# Testing home network security setup



## Hansen (Jan 1, 2006)

Are there any safe applications that test how well you have setup your home network security?

Thanks


----------



## Ken S (Feb 13, 2007)

Hansen said:


> Are there any safe applications that test how well you have setup your home network security?
> 
> Thanks


Here's a place to start, but remember there are many ways to get into a network.

https://www.grc.com/x/ne.dll?bh0bkyd2


----------



## HIPAR (May 15, 2005)

Hansen said:


> Are there any safe applications that test how well you have setup your home network security?
> 
> Thanks


 If you are using wireless you can also view

http://www.smallnetbuilder.com/content/view/30278/98/

for some insight into cracking WiFi security.

--- CHAS


----------



## Hansen (Jan 1, 2006)

Thanks guys. Good suggestions and information in those links.


----------



## Grentz (Jan 10, 2007)

Some port scans you can run from internet sites:
http://www.hackerwatch.org/probe/
http://www.auditmypc.com/firewall-test.asp
http://www.securitymetrics.com/portscan.adp

Note that having something open is not always bad, just make sure you know what it is


----------



## Ken S (Feb 13, 2007)

As for WiFi...figure it this way...anyone that wants to is going to be able to hack in. It's way too easy no matter what encryption you're running. But...that also means they're within signal range.


----------



## Grentz (Jan 10, 2007)

Ken S said:


> As for WiFi...figure it this way...anyone that wants to is going to be able to hack in. It's way too easy no matter what encryption you're running. But...that also means they're within signal range.


Very true.

Thats why at many of my clients a big importance is setting output power correctly (not all consumer access points can do that though).


----------



## Steve Mehs (Mar 21, 2002)

Ken S said:


> As for WiFi...figure it this way...anyone that wants to is going to be able to hack in. It's way too easy no matter what encryption you're running. But...that also means they're within signal range.

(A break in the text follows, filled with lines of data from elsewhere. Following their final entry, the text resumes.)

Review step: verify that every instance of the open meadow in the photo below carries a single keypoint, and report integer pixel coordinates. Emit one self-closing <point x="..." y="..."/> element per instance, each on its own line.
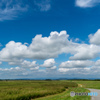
<point x="44" y="90"/>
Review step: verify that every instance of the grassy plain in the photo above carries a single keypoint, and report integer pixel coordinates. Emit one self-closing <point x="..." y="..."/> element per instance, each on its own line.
<point x="89" y="83"/>
<point x="27" y="90"/>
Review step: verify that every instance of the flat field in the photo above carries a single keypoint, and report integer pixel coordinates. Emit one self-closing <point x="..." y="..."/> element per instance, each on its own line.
<point x="44" y="90"/>
<point x="89" y="84"/>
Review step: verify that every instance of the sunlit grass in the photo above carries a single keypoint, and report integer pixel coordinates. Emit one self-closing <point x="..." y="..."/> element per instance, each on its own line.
<point x="26" y="90"/>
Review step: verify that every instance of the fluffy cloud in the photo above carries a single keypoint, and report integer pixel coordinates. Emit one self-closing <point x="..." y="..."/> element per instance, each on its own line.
<point x="76" y="64"/>
<point x="87" y="3"/>
<point x="94" y="38"/>
<point x="49" y="63"/>
<point x="40" y="48"/>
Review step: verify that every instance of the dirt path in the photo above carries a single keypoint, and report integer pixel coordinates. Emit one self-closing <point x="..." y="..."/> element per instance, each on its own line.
<point x="95" y="97"/>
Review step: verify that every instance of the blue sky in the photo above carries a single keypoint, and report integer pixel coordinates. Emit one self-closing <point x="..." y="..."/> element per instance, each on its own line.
<point x="49" y="39"/>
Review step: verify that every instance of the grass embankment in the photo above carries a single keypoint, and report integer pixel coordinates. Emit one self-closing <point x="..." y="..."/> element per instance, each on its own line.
<point x="26" y="90"/>
<point x="66" y="95"/>
<point x="89" y="84"/>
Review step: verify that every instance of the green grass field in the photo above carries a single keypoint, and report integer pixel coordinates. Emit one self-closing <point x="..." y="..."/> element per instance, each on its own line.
<point x="40" y="90"/>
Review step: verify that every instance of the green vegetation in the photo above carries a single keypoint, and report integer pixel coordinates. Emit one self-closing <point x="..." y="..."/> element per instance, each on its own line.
<point x="27" y="90"/>
<point x="66" y="95"/>
<point x="89" y="84"/>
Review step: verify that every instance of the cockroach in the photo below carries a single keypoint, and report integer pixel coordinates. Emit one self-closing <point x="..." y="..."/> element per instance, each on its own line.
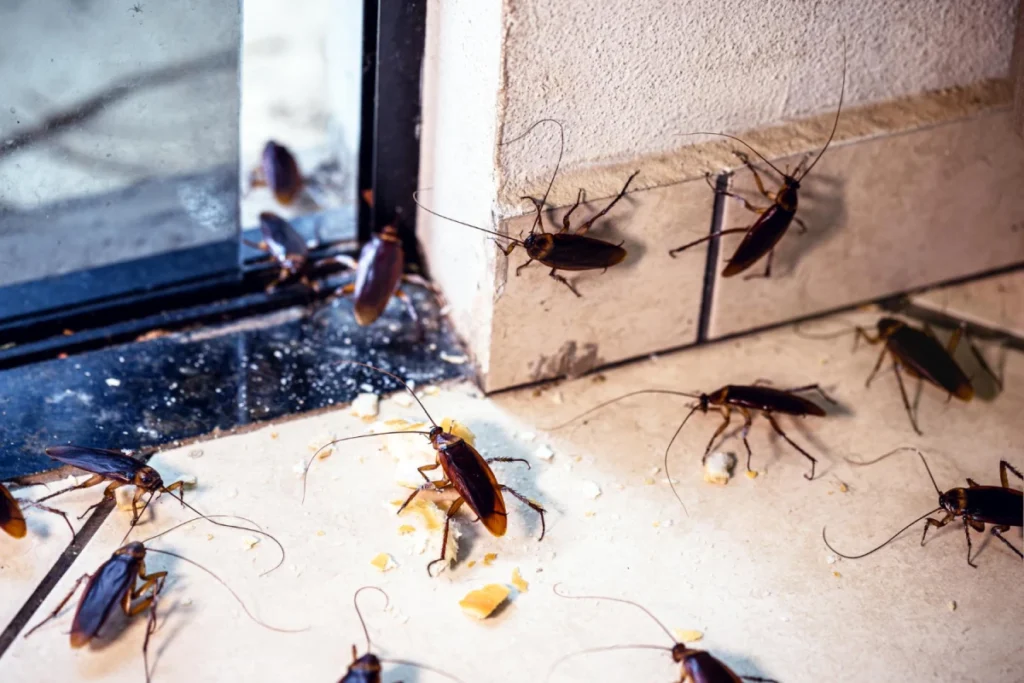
<point x="12" y="519"/>
<point x="773" y="221"/>
<point x="923" y="356"/>
<point x="563" y="250"/>
<point x="367" y="669"/>
<point x="465" y="471"/>
<point x="280" y="172"/>
<point x="698" y="666"/>
<point x="117" y="582"/>
<point x="1000" y="506"/>
<point x="120" y="470"/>
<point x="745" y="398"/>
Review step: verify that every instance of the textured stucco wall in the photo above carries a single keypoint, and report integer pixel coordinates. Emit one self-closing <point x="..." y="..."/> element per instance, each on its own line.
<point x="626" y="78"/>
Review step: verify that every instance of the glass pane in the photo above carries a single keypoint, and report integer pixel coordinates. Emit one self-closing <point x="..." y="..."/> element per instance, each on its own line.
<point x="118" y="135"/>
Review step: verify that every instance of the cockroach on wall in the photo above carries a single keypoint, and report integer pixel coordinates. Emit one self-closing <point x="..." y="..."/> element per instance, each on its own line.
<point x="566" y="249"/>
<point x="465" y="471"/>
<point x="367" y="669"/>
<point x="116" y="582"/>
<point x="773" y="221"/>
<point x="1000" y="506"/>
<point x="698" y="666"/>
<point x="920" y="353"/>
<point x="117" y="469"/>
<point x="12" y="518"/>
<point x="744" y="398"/>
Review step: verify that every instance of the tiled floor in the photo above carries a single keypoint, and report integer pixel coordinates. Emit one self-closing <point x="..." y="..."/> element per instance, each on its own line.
<point x="745" y="566"/>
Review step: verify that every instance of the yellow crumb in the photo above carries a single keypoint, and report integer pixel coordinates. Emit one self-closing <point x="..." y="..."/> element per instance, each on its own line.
<point x="519" y="582"/>
<point x="687" y="636"/>
<point x="482" y="602"/>
<point x="459" y="429"/>
<point x="384" y="562"/>
<point x="432" y="516"/>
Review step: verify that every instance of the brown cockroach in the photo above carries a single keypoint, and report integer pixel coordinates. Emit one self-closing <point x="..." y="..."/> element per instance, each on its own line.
<point x="119" y="470"/>
<point x="747" y="399"/>
<point x="1000" y="506"/>
<point x="698" y="666"/>
<point x="921" y="354"/>
<point x="12" y="519"/>
<point x="773" y="221"/>
<point x="116" y="582"/>
<point x="367" y="669"/>
<point x="280" y="172"/>
<point x="465" y="471"/>
<point x="563" y="250"/>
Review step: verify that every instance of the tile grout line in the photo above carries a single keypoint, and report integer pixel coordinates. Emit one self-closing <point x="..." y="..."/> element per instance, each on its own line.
<point x="55" y="573"/>
<point x="708" y="293"/>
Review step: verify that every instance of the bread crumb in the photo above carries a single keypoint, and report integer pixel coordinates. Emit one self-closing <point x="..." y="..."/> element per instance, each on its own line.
<point x="718" y="468"/>
<point x="384" y="562"/>
<point x="520" y="584"/>
<point x="687" y="636"/>
<point x="481" y="603"/>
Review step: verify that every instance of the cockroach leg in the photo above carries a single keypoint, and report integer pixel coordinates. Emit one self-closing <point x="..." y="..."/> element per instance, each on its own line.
<point x="906" y="401"/>
<point x="938" y="523"/>
<point x="537" y="507"/>
<point x="726" y="419"/>
<point x="448" y="523"/>
<point x="510" y="460"/>
<point x="778" y="430"/>
<point x="56" y="610"/>
<point x="1004" y="466"/>
<point x="565" y="218"/>
<point x="748" y="422"/>
<point x="554" y="275"/>
<point x="996" y="531"/>
<point x="622" y="193"/>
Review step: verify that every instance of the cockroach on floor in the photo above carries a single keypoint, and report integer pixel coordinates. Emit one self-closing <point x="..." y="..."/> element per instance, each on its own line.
<point x="116" y="582"/>
<point x="12" y="519"/>
<point x="921" y="354"/>
<point x="280" y="172"/>
<point x="773" y="221"/>
<point x="120" y="470"/>
<point x="465" y="471"/>
<point x="747" y="399"/>
<point x="367" y="669"/>
<point x="563" y="250"/>
<point x="698" y="666"/>
<point x="1000" y="506"/>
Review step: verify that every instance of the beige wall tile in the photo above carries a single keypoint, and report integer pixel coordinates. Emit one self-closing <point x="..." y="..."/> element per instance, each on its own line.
<point x="885" y="216"/>
<point x="647" y="303"/>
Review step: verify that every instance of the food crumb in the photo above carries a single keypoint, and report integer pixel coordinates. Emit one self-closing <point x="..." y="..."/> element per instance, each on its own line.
<point x="520" y="584"/>
<point x="384" y="562"/>
<point x="687" y="636"/>
<point x="481" y="603"/>
<point x="718" y="468"/>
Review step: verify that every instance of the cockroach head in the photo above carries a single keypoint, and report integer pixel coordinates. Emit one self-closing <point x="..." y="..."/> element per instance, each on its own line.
<point x="134" y="549"/>
<point x="888" y="325"/>
<point x="147" y="478"/>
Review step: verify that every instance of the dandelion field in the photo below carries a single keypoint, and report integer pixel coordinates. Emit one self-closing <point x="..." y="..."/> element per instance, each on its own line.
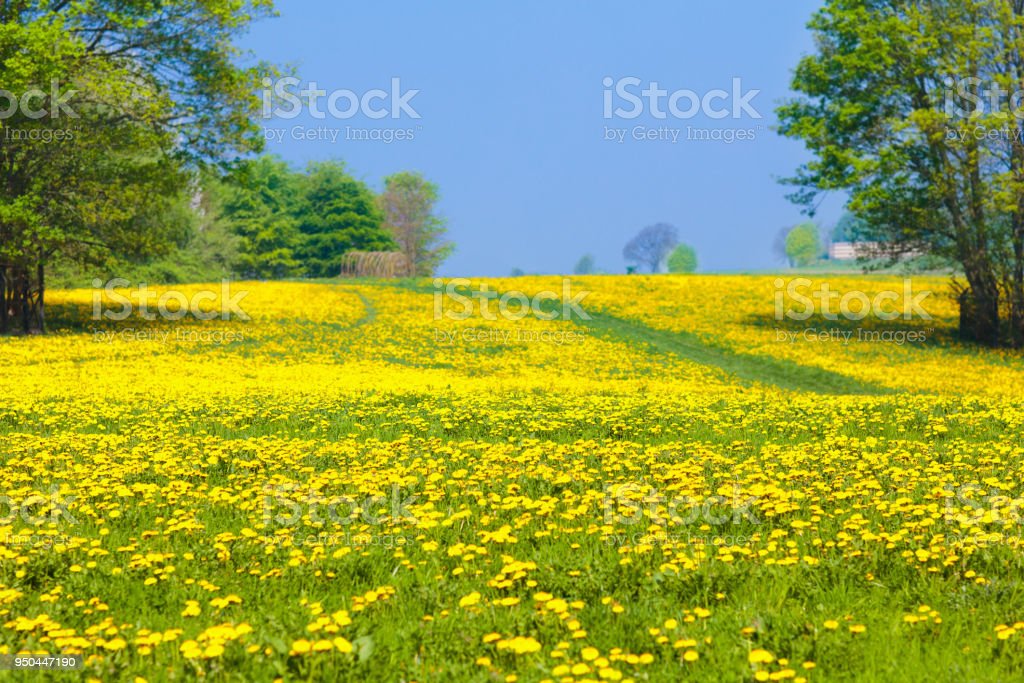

That's what I love about being in the middle of nowhere with only a handful of neighbors and none really that close. For years I ran my Motorola router without any security, according to the access and IP lease logs, only devices in my house obtained IP addresses from the DHCP. When I switched over to Linksys I just enabled 128 bit WEP encryption. I know it can be easily cracked. But getting all of my devices to work with WPA2 was a PITA and I thought I bricked my $500 Pocket PC. If someone is that bored that they're driving up and down rural roads looking for free WiFi, more power to ya! Take my connection!

Being in low risk, wireless security is the least of my worries, I also have my router set that only 5 IPs can be leased out. That takes care of my three desktops and two Pocket PCs, my printer has a static IP. So even if my encryption was cracked, it's not like anyone could actually obtain an IP inorder to gain access.


----------